IEEE 754 has the unfortunate consequence that floating point numbers don't satisfy x*0 == 0
. That x*0 == 0
holds is fundamental to the decoupling between the symbolic and numerical computations for sparse matrices which is arguably one of the most important optimizations for sparse matrix algorithms. Right now, Julia's sparse linear algebra code uses the sparsity pattern optimization extensively and is therefore not IEEE compliant, e.g.
julia> eye(2)*[NaN,1.0]
2-element Array{Float64,1}:
NaN
NaN
julia> speye(2)*[NaN,1.0]
2-element Array{Float64,1}:
NaN
1.0
Another example is
julia> (-eye(2))[1,2]
-0.0
julia> (-speye(2))[1,2]
0.0
Notice that IEEE compliance for the latter example (with the current sparse matrix implementation) would require storing 2*n^2 + n + 1
instead of 3n + 1
elements. This is also known as MemoryError
.
The main question in this issue is to choose one of the two options below for sparse matrices (and probably all types with structural zeros)
x*0 == 0
for all x
x*0 != 0
for some x
aka IEEE 754where 0
is a structural zero. I think that 1. is the best choice since I believe the symbolic/numerical decoupling is very important when working with sparse matrices and I'm not sure if 2. desirable because of the computational and memory costs or if it is possible to achieve at all. I.e. one thing is that it would be a lot of work to handle the NaN
and Inf
cases in all of our sparse code and that it is unclear who would deliver the hours to do so but what about sparse direct solvers? They optimize over the sparsity pattern without considering NaN
s or Inf
s and I'm not sure how we could handle that case. In theory, we could also choose 2. for some linear algebra functions and 1. for others but I think that would be more confusing and error prone.

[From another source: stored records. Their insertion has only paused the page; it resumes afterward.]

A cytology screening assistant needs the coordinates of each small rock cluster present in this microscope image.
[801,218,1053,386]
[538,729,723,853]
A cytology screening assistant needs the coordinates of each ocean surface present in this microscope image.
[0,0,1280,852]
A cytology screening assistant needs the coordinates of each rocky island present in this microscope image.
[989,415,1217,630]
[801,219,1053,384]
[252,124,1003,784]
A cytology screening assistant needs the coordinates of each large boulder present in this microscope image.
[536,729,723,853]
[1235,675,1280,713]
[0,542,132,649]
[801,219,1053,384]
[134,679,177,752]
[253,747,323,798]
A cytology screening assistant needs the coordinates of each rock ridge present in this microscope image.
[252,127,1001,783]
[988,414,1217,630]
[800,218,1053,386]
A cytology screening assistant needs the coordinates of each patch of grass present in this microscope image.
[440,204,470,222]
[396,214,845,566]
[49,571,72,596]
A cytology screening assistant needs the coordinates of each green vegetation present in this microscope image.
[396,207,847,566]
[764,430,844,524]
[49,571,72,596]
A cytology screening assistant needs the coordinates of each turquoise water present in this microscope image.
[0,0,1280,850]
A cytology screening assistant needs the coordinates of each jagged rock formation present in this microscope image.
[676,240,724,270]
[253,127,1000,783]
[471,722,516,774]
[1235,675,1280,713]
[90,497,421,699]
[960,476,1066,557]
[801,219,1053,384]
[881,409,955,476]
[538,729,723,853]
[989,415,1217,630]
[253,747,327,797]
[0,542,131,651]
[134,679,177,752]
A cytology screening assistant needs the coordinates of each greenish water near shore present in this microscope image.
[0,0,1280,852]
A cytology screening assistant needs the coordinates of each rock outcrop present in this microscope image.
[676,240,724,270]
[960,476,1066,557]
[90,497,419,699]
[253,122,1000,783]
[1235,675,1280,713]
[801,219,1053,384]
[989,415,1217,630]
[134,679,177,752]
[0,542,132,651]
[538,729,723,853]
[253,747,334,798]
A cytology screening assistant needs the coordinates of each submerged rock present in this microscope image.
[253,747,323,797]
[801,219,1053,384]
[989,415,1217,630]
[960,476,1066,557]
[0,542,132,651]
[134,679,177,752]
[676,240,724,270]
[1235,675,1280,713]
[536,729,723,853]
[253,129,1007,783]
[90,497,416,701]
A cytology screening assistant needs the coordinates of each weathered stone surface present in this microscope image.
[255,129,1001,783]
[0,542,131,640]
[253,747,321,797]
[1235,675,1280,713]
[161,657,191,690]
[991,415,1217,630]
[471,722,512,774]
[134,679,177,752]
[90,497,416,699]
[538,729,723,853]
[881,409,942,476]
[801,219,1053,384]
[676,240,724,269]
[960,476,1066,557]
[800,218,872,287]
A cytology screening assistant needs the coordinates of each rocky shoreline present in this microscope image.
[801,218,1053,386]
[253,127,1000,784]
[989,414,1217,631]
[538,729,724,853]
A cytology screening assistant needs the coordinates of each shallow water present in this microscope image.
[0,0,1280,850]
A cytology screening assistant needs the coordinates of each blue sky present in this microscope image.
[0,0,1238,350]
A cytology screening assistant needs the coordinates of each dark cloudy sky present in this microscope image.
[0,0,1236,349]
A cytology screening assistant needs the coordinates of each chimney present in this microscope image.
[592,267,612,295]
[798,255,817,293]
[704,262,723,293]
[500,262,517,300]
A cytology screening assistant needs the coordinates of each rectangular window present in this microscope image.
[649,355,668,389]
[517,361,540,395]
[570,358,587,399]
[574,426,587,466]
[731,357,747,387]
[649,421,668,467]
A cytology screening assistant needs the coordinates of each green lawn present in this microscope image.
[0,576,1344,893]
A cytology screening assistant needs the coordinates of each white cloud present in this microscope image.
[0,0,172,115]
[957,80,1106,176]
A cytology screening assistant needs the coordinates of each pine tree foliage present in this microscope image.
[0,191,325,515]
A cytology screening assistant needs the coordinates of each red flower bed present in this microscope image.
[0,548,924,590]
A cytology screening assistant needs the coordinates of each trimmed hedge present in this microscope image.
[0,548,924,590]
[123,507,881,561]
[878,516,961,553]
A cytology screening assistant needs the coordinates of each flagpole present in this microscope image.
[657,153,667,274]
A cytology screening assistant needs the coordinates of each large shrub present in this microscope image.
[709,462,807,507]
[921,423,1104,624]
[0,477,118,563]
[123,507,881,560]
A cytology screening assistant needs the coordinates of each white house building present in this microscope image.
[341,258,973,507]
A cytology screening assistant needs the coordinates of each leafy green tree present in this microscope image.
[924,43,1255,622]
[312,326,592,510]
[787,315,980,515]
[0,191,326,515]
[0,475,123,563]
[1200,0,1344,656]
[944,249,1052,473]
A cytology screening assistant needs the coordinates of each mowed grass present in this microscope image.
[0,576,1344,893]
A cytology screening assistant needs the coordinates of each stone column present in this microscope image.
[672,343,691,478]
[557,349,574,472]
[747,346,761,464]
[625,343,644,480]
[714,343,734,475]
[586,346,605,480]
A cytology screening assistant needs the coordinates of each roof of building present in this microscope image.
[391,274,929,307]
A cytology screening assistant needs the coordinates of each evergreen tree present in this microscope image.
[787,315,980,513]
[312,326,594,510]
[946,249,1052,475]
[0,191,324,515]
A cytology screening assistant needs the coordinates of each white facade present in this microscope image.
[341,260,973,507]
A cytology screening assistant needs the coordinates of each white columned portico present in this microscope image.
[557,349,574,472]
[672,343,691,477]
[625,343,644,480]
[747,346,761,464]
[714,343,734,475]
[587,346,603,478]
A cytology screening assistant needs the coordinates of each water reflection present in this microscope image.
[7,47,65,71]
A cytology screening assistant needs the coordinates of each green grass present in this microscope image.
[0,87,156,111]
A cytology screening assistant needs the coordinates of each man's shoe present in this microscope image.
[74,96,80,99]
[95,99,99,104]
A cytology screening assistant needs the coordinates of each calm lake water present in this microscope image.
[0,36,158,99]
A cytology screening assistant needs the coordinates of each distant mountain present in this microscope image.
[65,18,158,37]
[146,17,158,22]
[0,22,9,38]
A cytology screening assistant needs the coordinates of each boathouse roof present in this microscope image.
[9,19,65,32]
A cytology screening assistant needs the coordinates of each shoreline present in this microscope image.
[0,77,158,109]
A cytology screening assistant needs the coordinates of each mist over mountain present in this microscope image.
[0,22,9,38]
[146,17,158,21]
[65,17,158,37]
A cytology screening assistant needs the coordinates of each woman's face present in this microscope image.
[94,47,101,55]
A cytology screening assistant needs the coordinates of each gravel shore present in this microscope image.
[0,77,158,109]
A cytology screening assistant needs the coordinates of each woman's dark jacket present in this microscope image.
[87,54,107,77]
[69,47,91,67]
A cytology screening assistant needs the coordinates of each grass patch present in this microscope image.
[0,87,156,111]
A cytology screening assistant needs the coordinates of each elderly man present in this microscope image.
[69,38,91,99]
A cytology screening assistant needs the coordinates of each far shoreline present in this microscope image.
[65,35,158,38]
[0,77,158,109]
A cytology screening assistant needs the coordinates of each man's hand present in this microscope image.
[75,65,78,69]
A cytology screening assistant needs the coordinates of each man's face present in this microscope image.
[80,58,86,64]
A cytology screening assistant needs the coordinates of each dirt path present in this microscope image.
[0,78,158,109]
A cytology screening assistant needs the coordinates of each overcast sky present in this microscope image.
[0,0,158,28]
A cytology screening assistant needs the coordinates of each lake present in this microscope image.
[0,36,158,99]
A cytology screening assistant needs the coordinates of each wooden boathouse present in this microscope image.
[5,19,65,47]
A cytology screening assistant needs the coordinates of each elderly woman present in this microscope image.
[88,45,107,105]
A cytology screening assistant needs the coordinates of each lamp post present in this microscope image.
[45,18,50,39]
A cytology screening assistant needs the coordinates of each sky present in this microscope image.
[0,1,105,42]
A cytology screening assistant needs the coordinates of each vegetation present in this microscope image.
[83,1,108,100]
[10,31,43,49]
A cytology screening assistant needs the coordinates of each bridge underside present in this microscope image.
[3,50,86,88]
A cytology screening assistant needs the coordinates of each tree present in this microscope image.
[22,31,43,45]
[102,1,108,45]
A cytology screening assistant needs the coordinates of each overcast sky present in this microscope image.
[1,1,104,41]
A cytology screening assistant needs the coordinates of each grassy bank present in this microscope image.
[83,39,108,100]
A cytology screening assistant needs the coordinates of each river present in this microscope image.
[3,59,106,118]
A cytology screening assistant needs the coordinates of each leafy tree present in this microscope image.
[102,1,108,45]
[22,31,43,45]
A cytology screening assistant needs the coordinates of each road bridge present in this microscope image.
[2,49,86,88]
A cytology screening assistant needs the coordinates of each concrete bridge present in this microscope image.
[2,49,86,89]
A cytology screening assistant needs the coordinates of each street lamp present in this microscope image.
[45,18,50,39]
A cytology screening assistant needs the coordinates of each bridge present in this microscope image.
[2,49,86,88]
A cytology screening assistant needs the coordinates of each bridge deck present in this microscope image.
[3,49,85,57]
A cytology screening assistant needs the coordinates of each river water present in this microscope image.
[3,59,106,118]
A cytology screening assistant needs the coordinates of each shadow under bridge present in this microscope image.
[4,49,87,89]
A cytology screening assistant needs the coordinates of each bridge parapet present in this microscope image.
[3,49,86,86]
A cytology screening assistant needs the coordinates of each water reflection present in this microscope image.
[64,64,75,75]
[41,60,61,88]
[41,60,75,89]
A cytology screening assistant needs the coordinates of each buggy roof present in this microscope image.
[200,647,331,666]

However, we'd need to figure out the implications of going with 1. Should we consider throwing more instead of creating NaN
s and Inf
during sparse calculation, e.g. division with zero? What about sparse broadcast which now (I believe) follows IEEE 754? Since broadcast
allows all kinds of operators, things are much more complicated there. If sparse broadcast behaves differently from sparse linear algebra, we'd need to be careful when using broadcast for convenience in the linear algebra code (but I think that would be pretty simple to handle.)
Finally, After discussing this issue in a couple of PRs, I'm pretty confident that we won't be able to reach a unanimous conclusion so when we think we understand the consequences, we'll probably need a vote. Otherwise, we'll keep discussing this everytime a PR touches one of the affected methods.
Option 1 results in undesirable behavioral discrepancies between sparse and dense representations of the same underlying mathematical object. Sparse arrays should be strictly a performance optimization, and not have vastly different behavior than their dense equivalents. If we can do IEEE754 correctly in a dense version of an operation, then we should do simple checks in sparse method implementations to get as compatible as reasonably possible.
Other than broadcast, we haven't especially tried and it's lead to obviously wrong behavior several times. Checking for non finite elements and falling back to a dense implementation can be more correct than what we have. It'll be expensive in corner cases that don't occur very often, but I think that's preferable to throwing or silently calculating a wrong answer.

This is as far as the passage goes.